'Forum 't Zand' Primary School Utrecht


VenhoevenCS

'Forum 't Zand' Primary School Utrecht exterior by night (enlarged view in image gallery)

Photos: Luuk Kramer

  • 'Forum 't Zand' Primary School Utrecht exterior by night
  • 'Forum 't Zand' Primary School Utrecht exterior
  • 'Forum 't Zand' Primary School Utrecht exterior by evening
  • 'Forum 't Zand' Primary School Utrecht exterior, detail of old brick oven in contrast with the new school
  • 'Forum 't Zand' Primary School Utrecht corridor
  • 'Forum 't Zand' Primary School Utrecht big interior hall with staircaises
  • 'Forum 't Zand' Primary School Utrecht corridor
  • 'Forum 't Zand' Primary School Utrecht corridor
  • 'Forum 't Zand' Primary School Utrecht sports hall
  • Status:

    Realized

  • Education type:

    Municipal Education

  • Education level:

    Primary Education (pre-school + primary)

  • Address:

    Pauwoogvlinder 12-24, 3544 Leidsche Rijn

  • Client:

    municipality Utrecht

  • Keywords:

    Community school

  • Programme:

    2 schools, 2 day nurseries ,after-school care, auditorium, leisure centre, sports hall, botanical garden

  • Area:

    7100m2

  • Number of classrooms:

    Public school: 16
    Montessori school: 10


A microcosm for learning and playing

The forum ‘t Zand is a ‘brede school’ (community school) and consists of a publicly-run school, a Montessori school, two day nurseries, after-school care and a sports hall. Each of these has its own entrance in the complex. The playgrounds on the roof are also accessible by an outside staircase. Each school as a whole is inclusively accessible with a lift. After school hours, the collective facilities are transformed into a leisure centre for the community. By having the same spaces used by different users at different times and dividing the building up as efficiently as possible, there was enough space to create a botanical garden with plants and trees. Together with the auditorium and the sports hall, the botanical garden forms the multifunctional heart of the building. During school hours, the botanical garden is a covered playground; at other times it is a meeting place in the leisure centre for local inhabitants.

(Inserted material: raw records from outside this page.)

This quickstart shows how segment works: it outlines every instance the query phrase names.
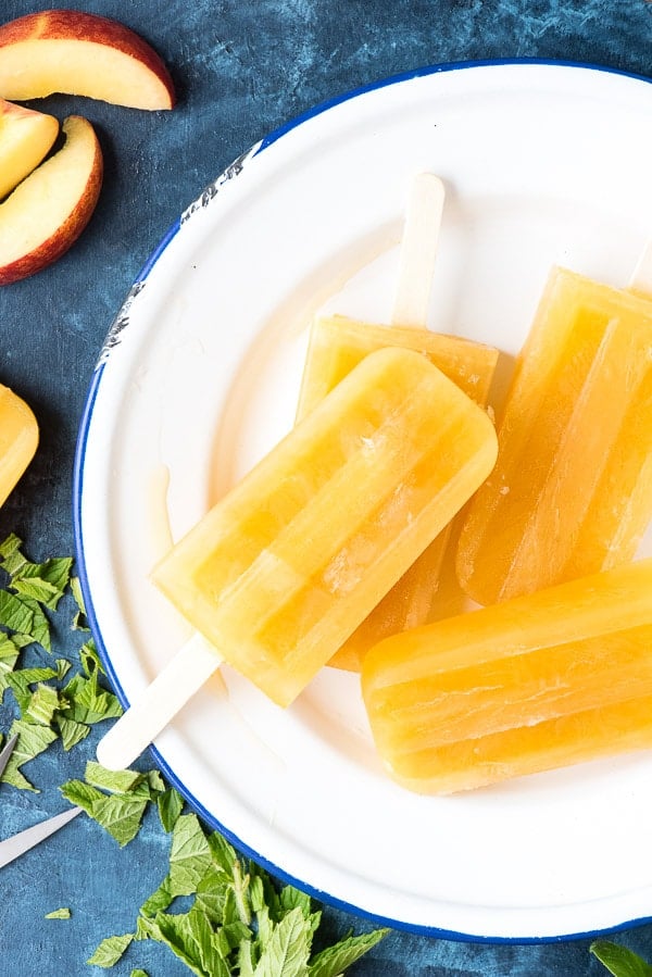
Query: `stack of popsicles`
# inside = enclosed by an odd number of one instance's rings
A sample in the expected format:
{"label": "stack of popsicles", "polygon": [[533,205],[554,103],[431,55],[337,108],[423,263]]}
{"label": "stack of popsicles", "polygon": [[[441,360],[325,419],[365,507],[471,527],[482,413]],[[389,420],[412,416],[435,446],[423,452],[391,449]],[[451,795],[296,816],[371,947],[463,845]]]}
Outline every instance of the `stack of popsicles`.
{"label": "stack of popsicles", "polygon": [[[329,661],[361,668],[379,754],[412,790],[652,746],[652,561],[631,562],[652,515],[641,291],[553,271],[498,443],[496,351],[428,333],[423,289],[391,327],[317,321],[293,431],[154,581],[280,705]],[[429,624],[442,534],[472,497],[457,571],[487,606]],[[220,661],[185,655],[105,737],[108,766]]]}
{"label": "stack of popsicles", "polygon": [[363,663],[387,767],[448,793],[652,747],[652,301],[553,270],[475,494],[459,578],[482,610]]}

This community school is an important place for the surrounding residential area in development and is located in an orchard of fruit trees and archaeological park with Roman remains, old conservatories and the surviving brick ovens for the greenhouses. In order to leave the valuable remains and the surrounding nature intact as far as possible, it was decided to opt for a compact building with playgrounds on the roof. The design of the school building was inspired by a spaceship and resolutely points to the future in the middle of all these historical reminders. At the same time, it corresponds perfectly to the world of the children, which is increasingly based on film, the internet and games. “It’s more fun to go to a rocket than to school, particularly to a rocket which has made an emergency landing in your area.”

The two schools each have their own spatial identity. The organisation of the Montessori school is based on the street. The large classrooms are placed on either side of a linear space. The design of the public primary school, on the other hand, is arranged in accordance with the principle of an inner courtyard. All the classrooms are arranged around a central space. The classrooms in both schools are situated along broad corridors where small informal groups can also gather. In this way, the circulation space is also used as a library, study and computer room. The different schools are interlinked by the central area with the sports hall and the auditorium, which are used collectively.

The school was designed focusing on experience, and is therefore not only an educational building, but also a playground. The children’s imagination is stimulated by the large variety of spaces and the range and variation in the interior. The places for the children are alternately intimate and large, collective and individual. In the classrooms, there are variations on themes such as views, elevation treatment, the position of constructive elements, and consequently no two classrooms are the same. The classrooms for the lower, middle and upper school are divided equally along the corridors so that the pupils take an intellectual walk through the building over the years. In this sense, the building is conceived as a microcosm where children discover their boundaries in a playful way.